An excellent story, one which has plenty of scope for development into other forms of media. This was a short story but the characterisation is good and it's possible to see a novel or even a radio or TV series featuring The Axiom Few.

The satellites of the planet Saturn featured in 'Thicker Than Water' by Ian Sales. Earth had retreated into itself leaving the satellites of the outer planets Jupiter and Saturn to fend for themselves. The central character, Gina, a woman of strong character, short temper and belligerent nature is a major with a military unit on Tethys fighting a long drawn-out war against people from Titan.

Evocative descriptions of the environment of Tethys and Titan make this a very realistic story. It's easy to imagine oneself actually there! Through fast action and a pitch which is exciting to say the least, an attack is made by the Titans and the outcome doesn't seem good for Tethys. Although it isn't explained to any extent, of prime importance is a substance called fullarine, apparently abundant on Tethys, which somehow acts to support life out there the distant star system. A powdery crystalline substance, the impression was given that it is alive. Odo and 'Star Trek Deep Space Nine' come to mind.

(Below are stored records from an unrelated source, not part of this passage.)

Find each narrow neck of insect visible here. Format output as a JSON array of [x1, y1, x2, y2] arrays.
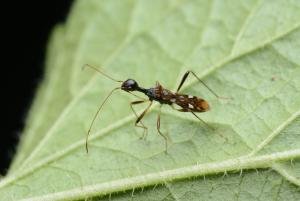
[[136, 87, 147, 94]]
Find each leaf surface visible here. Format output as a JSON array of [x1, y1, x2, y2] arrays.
[[0, 0, 300, 200]]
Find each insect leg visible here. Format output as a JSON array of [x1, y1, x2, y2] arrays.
[[134, 100, 152, 138], [130, 100, 148, 138], [176, 70, 229, 99], [156, 105, 168, 153]]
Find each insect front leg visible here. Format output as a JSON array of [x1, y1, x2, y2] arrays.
[[156, 105, 168, 153], [133, 100, 152, 138], [130, 100, 149, 139]]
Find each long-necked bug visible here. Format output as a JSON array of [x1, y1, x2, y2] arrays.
[[83, 64, 228, 153]]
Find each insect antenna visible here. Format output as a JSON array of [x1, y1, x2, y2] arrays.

Major Gina has had a chip on her shoulder most of her life. She's never really fitted in but now she discovers the reason why. This prompts her to take drastic action when the attack occurs. This is a good story with much promise, atmospheric and exciting. However, it appears as only a brief glimpse into another universe, sufficiently tantalising for one to wish to see more.

Another strong-willed female character takes the helm in 'The Rule of Law' by Elaine Graham-Leigh. Captain Marcella commands a scout ship on the edge of the Empire, a futuristic empire based on ancient Rome. A rather topical tale considering our current financial climate, the Empire is collapsing rapidly and indeed a military coup takes place on Earth leaving many of the people in space stranded.

To make matters worse, Earth has been at war with another empire and the war is not going well. Marcella takes on board a famous military man from an allied empire, similarly in decline. Sherenka is an intriguing character. One thinks of Cardassian by his physical appearance but in reality he is more Spartan and, just as the Spartan Empire (for lack of a better word) relied on Messian slaves or helots, this lot do the same. Additionally, Sherenka has a Heidelberg mark of honour, an eye damaged by duelling, but he is still able to see the collapse of his empire when the slaves revolt. Many parallels exist with Earth history in this story, maybe too many parallels, and though the scenes are very dramatic and compelling, the story needs expansion.

'Notes From The Apocalypse' by Michael Pepper is a fairly conventional post-apocalypse story, as the name suggests, where a ragged group of people struggle to survive in the chaos following The Big Event, as it is termed. With the economic situation being in a dire state with possibilities of national bankruptcy looming in the future, such tales will be more common. However, despite this being well-written, we have heard this stuff so many times before. Admittedly, this scenario is a bit more realistic than 'Survivors' which recently appeared on British television but there was nothing new for us to hear. I kept waiting for a twist in the tale but it never came. Maybe that's it! After an Apocalypse, there is no tail to twist because like the dog in the story, it has been eaten.

John Rogers gave us the final offering with a one-page story entitled 'The Bridge Of The Compass Rose'. The setting was a scrap-yard in space where huge freighters, 10 miles long, lie waiting to get dumped on to a nearby star. An old man reminisces about his life on the ship and his deceased wife.

To conclude, a good selection of stories and it was pleasant to read three of them with women of strong character taking the lead. A diverse range of stories at that! I have no doubt that 'Jupiter' will continue, despite the economic downturn and will get better and better in the future.